Hello Barbie, Amazon Echo, and the home robot Jibo are part of a new wave of connected toys and gadgets for the home that listen. Different than the smartphone, these devices are always on, blending into the background until needed by the adult or child user. We do not yet know all the information our new toys are collecting, storing, or disclosing. With an intended audience of designers and regulators, this project brings an interdisciplinary group of experts together to build a set of consumer protection best practices for design and user control of connected devices in the home. We are grateful to the Rose Foundation Consumer Privacy Rights Fund for funding this work.

Forthcoming in CHI 2017, our study Toys That Listen: A Study of Parents, Children, and Internet-Connected Toys, explored people’s mental models and experiences with these emerging technologies and to help inform the future designs of interactive, connected toys and gadgets.

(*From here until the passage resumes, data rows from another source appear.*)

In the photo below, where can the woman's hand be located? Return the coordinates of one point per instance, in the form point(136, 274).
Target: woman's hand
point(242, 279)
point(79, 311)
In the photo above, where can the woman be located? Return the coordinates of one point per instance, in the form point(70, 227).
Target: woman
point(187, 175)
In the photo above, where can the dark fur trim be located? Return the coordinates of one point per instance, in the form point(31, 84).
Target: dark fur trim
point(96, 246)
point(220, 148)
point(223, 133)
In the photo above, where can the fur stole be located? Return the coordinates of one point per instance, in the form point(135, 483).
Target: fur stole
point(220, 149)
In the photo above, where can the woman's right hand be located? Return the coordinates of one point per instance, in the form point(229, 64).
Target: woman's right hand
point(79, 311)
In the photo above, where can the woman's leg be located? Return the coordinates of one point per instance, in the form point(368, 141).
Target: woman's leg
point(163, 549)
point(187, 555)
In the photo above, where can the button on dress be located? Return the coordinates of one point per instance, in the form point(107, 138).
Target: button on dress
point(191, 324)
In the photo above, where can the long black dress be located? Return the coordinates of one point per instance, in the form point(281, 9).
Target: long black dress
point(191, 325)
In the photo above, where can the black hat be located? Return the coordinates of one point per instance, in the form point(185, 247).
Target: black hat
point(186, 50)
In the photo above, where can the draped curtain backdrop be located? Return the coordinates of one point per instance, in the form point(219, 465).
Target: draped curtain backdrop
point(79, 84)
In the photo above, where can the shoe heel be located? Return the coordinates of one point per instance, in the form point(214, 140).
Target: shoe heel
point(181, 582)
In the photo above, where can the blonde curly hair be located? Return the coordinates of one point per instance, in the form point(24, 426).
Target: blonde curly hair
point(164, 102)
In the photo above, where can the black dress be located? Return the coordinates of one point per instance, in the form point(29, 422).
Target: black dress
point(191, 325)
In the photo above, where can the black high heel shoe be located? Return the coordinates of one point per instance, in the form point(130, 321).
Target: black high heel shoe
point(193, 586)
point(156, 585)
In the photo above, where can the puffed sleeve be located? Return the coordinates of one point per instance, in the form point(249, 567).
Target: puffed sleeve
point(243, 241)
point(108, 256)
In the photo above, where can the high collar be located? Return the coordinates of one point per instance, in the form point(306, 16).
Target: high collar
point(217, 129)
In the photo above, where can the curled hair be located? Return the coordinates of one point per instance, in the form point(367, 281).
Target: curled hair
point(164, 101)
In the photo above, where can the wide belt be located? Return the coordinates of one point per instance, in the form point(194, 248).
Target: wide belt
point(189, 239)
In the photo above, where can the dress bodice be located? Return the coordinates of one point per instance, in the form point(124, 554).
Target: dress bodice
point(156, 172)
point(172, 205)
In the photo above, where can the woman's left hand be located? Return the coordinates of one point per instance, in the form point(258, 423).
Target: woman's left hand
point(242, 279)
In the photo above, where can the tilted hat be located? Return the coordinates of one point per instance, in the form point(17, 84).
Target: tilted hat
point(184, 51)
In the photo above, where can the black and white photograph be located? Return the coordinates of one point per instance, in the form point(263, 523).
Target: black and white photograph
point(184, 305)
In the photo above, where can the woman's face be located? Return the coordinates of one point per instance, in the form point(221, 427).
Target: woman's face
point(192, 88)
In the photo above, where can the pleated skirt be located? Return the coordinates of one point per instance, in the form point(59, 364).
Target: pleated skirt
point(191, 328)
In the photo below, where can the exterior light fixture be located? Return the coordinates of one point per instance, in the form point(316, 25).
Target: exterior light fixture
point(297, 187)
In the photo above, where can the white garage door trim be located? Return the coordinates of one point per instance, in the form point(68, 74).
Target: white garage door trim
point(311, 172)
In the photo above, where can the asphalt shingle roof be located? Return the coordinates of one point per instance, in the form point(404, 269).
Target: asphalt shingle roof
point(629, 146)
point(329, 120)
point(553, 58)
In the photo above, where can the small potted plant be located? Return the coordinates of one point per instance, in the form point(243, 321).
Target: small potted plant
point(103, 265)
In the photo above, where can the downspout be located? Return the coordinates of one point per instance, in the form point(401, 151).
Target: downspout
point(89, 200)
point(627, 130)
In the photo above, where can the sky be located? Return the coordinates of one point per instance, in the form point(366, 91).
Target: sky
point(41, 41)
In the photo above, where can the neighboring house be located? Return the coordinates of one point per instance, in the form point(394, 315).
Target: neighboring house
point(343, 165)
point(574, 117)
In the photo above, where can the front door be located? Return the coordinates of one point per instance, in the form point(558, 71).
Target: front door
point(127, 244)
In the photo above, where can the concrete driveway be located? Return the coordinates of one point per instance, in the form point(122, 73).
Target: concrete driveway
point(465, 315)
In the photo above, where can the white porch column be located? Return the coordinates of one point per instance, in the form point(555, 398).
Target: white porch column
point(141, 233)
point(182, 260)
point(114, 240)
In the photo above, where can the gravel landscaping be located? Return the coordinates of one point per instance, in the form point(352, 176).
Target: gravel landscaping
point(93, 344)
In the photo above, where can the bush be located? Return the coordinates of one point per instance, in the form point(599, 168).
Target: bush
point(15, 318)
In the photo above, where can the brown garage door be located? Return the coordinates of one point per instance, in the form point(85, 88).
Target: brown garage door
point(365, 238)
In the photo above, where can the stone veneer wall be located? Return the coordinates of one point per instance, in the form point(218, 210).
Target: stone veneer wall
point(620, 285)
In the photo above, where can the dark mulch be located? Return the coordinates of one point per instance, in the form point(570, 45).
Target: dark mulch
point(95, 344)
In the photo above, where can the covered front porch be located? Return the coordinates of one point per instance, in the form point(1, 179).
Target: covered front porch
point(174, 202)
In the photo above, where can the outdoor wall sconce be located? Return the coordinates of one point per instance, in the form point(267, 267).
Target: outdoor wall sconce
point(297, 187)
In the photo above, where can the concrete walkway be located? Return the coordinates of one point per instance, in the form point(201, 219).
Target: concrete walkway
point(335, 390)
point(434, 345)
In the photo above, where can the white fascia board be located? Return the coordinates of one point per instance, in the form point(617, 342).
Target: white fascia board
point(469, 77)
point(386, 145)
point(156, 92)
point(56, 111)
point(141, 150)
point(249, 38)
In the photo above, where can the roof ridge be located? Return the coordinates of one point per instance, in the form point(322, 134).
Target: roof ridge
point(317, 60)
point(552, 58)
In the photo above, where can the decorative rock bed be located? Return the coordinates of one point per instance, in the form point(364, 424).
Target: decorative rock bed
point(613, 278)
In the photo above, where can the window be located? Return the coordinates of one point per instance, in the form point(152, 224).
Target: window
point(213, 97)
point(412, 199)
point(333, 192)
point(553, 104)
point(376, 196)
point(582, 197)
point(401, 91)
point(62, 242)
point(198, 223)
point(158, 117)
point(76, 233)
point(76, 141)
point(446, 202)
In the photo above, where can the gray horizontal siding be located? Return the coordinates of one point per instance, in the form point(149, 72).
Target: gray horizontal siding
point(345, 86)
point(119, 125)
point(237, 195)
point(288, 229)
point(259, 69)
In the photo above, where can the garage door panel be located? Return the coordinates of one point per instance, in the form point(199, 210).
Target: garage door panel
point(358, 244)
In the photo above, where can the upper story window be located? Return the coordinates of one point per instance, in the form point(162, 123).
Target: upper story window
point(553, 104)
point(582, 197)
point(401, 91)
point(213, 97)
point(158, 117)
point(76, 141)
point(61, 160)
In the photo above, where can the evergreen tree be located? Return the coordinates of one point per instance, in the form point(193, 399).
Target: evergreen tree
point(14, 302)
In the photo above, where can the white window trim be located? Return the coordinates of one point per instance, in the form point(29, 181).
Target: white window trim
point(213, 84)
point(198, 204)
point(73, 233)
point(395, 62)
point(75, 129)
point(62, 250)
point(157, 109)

Our goal is to preempt privacy problems before they occur. Consumer privacy protection laws have often been reactionary–drafted or amended after privacy was breached and individuals harmed. The Video Privacy Protection Act, for example, was the result of lessons on the dangers of the distribution of an individual’s video rental history. The recent Netflix settlement under the same Act shows that these issues are alive and well today. The Children’s Online Privacy Protection Act (COPPA) responds to fears adults have about children being online and the new internet-connected toys like Hello Barbie raise these fears. While legislation like California’s Online Privacy Protection Act has been found to extend from the initial web page privacy policy requirement to apps on devices, the delivery of privacy notices on toys such as Hello Barbie is more difficult to design. With household devices having the ability to collect increasingly detailed information about what we watch, listen to, talk about, or purchase from the comfort of home, now is the time to identify and implement best practices.